# "Ms" in Greek...



## Cosmas1

Hello, all.

I am wondering if there is a Greek counterpart to the English "Ms" as an alternative to Miss and Mrs that we should be using instead of "Kυρια/ Δεσπινιδα"? 

Thank you.


----------



## Δημήτρης

I don't think we have such a term.
Κυρία can be used in this manner though.


----------



## Cosmas1

What is the abbreviation for Δεσπινιδα?  Is it "Δα"?

Thank you.


----------



## Δημήτρης

I use Διδα (>Δεσποινίδα) but other forms include Δις/Δνις (>Δεσποινίς) and Δδα (>Δεσποινίδα).

Also, some conjugate the abbreviations (I do), others don't.


----------



## Cosmas1

Δημἠτρη, how common is it's usage.  Do most people use it when addressing someone on an envelope, or do they use the more generic Κυρἰα (abbreviated Κα)?

Thanks.


----------



## Δημήτρης

I am under the impression that Κα is used in formal correspondence. Since you can't always know if a woman is married or not, and because δεσποινίδα may be considered sexist, κυρια is preferred. 

But question of this kind should be asked to as many people as possible.


----------



## GreekNative

I totally agree with Δημήτρης, especially on his last point.
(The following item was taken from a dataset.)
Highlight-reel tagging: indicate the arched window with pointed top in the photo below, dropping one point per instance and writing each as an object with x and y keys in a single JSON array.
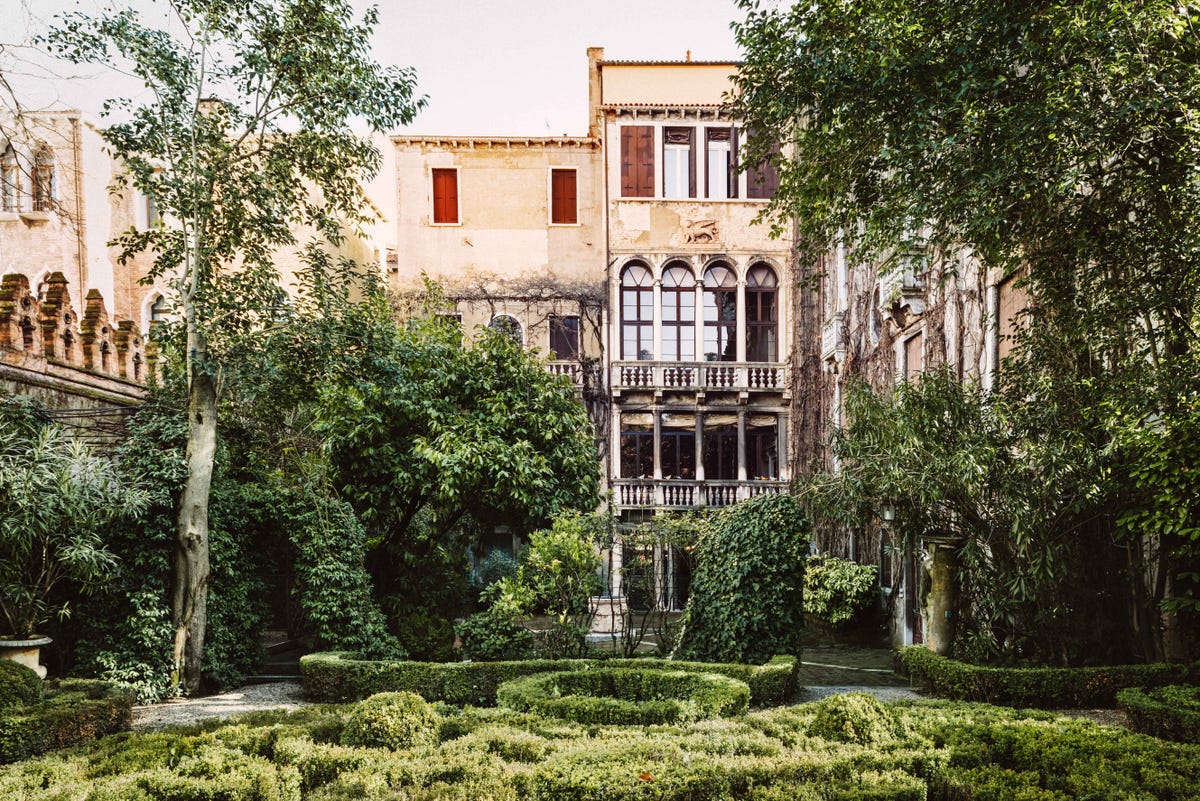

I think that if you stick to Κα (Κυρία) you're safe on most, if not all occasions.


----------



## Cosmas1

Thanks, guys.  Good to know.


----------



## orthophron

We didn't say anything about pronunciation of abbbreviations κος, κα, δις etc. Well, contrary to ms (pronunciation: /mIz/ or /məs/), κος, κα, δις etc are read out as κύριος, κυρία, δεσποινίς etc.


----------



## Cosmas1

Thank you.


----------



## Δημήτρης

orthophron said:


> We didn't say anything about pronunciation of abbbreviations κος, κα, δις etc. Well, contrary to ms (pronunciation: /mIz/ or /məs/), κος, κα, δις etc are read out as κύριος, κυρία, δεσποινίς etc.


Υπάρχουν βέβαια και κάποιοι που θα πουν /kos/ ή /ka/, αλλά θεωρείται λάθος και μάλιστα αστείο


----------